Gadzooks it seems the news is alive with all sorts of exciting developments in the realm of lightbulbs! Here is an article about a group of researchers who have created the smallest light bulb in the world. Zoinks! Stay tuned for the worlds biggest light bulb coming next.

Dr. Z



Some bright researchers say they’ve created the world’s smallest incandescent lamp, so teeny it’s invisible except when lit.

The lamp’s filament is just 100 atoms wide. It is made from a single carbon nanotube.

When lit, the itty bitty bulb can be seen with the unaided eye as a point of light, the scientists say.

Thomas Edison’s light bulbs also used carbon filaments. But the new filament, created at UCLA, is 100,000 times narrower and 10,000 times shorter than those made by Edison.

But why?

The breakthrough comes at a time when inventors are moving away from incandescents, even looking beyond the green-leaning compact fluorescent bulbs (CFLs), and trying to figure out how to make LED lights cheap enough to take over the job of lighting homes and offices.

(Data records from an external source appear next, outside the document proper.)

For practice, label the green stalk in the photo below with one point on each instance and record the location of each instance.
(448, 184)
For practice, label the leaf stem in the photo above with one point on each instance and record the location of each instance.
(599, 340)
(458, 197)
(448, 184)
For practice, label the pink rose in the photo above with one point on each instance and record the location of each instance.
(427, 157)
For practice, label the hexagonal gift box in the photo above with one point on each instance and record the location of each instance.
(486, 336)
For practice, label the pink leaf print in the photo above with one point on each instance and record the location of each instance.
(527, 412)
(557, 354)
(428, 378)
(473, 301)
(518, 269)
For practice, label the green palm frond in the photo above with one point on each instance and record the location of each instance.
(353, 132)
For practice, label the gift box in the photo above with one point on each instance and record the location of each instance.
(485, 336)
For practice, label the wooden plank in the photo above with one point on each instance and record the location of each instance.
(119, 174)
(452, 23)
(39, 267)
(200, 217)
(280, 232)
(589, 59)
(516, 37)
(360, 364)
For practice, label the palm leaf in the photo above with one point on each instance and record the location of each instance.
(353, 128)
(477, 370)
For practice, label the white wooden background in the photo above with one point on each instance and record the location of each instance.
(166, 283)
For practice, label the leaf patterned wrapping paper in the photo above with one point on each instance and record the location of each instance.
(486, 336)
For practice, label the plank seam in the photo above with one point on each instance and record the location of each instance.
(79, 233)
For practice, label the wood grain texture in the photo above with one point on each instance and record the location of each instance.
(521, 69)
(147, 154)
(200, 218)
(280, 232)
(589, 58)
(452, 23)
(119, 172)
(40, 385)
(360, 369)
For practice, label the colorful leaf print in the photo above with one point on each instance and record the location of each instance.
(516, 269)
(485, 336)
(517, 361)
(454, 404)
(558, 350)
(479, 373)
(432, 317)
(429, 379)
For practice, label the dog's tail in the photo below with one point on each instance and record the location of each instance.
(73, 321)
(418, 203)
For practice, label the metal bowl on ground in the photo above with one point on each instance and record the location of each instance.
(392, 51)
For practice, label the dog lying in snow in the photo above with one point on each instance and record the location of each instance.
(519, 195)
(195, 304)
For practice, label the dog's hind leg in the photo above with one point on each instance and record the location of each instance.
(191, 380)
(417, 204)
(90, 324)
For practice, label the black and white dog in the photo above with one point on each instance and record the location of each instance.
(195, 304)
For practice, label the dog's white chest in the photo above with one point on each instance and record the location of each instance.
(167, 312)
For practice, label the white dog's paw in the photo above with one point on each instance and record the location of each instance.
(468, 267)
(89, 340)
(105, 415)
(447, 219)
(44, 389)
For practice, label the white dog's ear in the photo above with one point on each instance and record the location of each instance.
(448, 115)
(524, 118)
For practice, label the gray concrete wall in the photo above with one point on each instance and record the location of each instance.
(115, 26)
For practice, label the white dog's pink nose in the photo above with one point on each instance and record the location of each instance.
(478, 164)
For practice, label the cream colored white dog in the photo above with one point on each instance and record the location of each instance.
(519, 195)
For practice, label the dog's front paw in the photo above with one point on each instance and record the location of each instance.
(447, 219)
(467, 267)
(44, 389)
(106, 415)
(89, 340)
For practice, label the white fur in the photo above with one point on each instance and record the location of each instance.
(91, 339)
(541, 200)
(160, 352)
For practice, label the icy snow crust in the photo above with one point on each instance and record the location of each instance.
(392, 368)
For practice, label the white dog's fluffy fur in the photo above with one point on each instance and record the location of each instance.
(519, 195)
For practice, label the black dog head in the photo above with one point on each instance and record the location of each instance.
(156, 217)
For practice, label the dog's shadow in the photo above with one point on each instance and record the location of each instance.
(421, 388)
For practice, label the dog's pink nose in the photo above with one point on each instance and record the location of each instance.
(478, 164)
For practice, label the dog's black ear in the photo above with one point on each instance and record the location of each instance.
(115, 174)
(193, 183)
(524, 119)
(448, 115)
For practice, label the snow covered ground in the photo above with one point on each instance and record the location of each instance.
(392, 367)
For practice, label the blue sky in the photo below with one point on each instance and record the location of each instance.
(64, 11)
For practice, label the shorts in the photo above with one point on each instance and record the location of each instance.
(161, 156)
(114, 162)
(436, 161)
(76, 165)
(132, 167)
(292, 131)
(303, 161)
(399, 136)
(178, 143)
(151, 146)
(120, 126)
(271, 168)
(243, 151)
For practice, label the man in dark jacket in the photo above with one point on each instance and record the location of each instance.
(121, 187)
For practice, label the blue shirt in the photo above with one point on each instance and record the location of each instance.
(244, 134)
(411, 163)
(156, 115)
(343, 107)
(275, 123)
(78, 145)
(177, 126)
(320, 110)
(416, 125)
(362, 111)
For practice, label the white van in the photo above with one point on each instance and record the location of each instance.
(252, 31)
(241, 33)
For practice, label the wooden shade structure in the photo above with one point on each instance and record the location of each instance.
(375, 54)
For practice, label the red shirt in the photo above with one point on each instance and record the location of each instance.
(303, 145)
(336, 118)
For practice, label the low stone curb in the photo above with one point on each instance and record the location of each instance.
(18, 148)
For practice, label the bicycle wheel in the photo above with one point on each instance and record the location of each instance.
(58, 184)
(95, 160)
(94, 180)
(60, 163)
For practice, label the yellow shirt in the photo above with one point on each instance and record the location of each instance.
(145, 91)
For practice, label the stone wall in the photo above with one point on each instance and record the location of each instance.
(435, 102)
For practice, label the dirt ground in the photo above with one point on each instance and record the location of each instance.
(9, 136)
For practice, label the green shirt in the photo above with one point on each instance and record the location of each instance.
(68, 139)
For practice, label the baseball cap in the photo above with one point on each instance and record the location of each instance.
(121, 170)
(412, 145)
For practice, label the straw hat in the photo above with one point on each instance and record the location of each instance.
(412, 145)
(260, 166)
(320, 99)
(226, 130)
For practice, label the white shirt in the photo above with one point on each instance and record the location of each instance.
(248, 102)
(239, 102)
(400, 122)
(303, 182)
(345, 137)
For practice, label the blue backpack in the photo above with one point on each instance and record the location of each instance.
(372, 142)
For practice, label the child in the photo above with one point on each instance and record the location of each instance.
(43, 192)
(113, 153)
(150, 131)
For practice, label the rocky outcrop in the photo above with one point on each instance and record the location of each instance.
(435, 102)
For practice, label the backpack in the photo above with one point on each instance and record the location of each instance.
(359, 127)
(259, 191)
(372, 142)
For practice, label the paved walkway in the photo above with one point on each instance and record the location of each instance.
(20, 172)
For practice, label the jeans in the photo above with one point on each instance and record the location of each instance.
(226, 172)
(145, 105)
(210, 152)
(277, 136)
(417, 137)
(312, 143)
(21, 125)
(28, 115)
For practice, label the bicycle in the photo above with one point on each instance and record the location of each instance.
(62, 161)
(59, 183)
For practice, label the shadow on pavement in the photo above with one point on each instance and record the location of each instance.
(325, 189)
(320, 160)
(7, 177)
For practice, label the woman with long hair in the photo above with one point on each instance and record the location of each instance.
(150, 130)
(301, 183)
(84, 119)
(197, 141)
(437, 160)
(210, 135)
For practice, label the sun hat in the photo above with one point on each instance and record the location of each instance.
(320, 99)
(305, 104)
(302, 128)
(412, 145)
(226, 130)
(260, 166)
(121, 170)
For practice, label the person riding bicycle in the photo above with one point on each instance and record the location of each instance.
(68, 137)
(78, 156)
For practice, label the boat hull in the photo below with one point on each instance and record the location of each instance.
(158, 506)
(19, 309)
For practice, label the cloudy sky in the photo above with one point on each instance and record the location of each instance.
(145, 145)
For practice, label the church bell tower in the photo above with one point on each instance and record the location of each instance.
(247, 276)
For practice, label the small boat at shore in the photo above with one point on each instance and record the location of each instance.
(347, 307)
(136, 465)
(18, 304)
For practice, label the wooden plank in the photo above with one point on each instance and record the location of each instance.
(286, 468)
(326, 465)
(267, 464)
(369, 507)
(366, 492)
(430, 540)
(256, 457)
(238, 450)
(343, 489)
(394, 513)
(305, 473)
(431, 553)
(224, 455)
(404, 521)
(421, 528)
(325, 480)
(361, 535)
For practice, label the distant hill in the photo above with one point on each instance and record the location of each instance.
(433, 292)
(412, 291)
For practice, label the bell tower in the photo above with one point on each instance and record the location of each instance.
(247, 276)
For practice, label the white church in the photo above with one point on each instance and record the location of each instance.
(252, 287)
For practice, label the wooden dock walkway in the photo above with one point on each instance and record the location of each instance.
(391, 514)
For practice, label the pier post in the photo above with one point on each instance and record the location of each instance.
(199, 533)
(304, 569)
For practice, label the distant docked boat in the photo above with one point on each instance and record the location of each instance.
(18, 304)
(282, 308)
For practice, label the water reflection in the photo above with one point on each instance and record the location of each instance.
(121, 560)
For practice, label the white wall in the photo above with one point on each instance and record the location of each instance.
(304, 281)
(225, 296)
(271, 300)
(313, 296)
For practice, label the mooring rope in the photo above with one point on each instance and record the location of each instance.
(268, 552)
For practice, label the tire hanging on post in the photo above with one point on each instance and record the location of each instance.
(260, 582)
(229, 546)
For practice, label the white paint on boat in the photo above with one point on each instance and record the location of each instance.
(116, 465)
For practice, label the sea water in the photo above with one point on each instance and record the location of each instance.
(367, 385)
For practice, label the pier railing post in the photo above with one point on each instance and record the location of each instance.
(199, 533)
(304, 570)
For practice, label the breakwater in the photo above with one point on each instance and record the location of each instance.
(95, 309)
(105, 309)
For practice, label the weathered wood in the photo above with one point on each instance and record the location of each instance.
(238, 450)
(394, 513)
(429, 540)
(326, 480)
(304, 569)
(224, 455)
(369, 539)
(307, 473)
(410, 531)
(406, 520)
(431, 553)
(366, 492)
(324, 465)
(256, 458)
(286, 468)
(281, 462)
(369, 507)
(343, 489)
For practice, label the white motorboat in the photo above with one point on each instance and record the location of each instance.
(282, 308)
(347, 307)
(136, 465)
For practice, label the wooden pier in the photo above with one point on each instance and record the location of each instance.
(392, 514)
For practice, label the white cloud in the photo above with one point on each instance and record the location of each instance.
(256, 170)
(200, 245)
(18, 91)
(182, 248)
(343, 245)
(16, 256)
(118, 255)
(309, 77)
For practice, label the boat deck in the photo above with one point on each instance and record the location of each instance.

So why does this miniscule feat matter?

The filament is big enough to apply the statistical assumptions of thermodynamics, which are longstanding rules about how stuff works when lots of particles are involved, the researchers explained. Yet it is also small enough to be considered molecular, meaning the laws of quantum mechanics — involving very few particles — apply.

Big picture

In lay terms, the invention is aimed at helping the scientists better understand how the physics of large things and the physics of invisible things are, perhaps, related. Or, as they put it:

“Our goal is to understand how Planck’s law gets modified at small length scales,” said Chris Regan, assistant professor of physics and astronomy at the university. “Because both the topic (black-body radiation) and the size scale (nano) are on the boundary between the two theories, we think this is a very promising system to explore.”

If no lights went on for you there, be comforted by the thought that all this bears on the hoped-for “theory of everything” that, if discovered, would help explain gravity and how the universe works and also probably put a lot of physicists out of work.

The work, funded by the National Science Foundation, is explained in the May 5 in the online edition of the journal Physical Review Letters.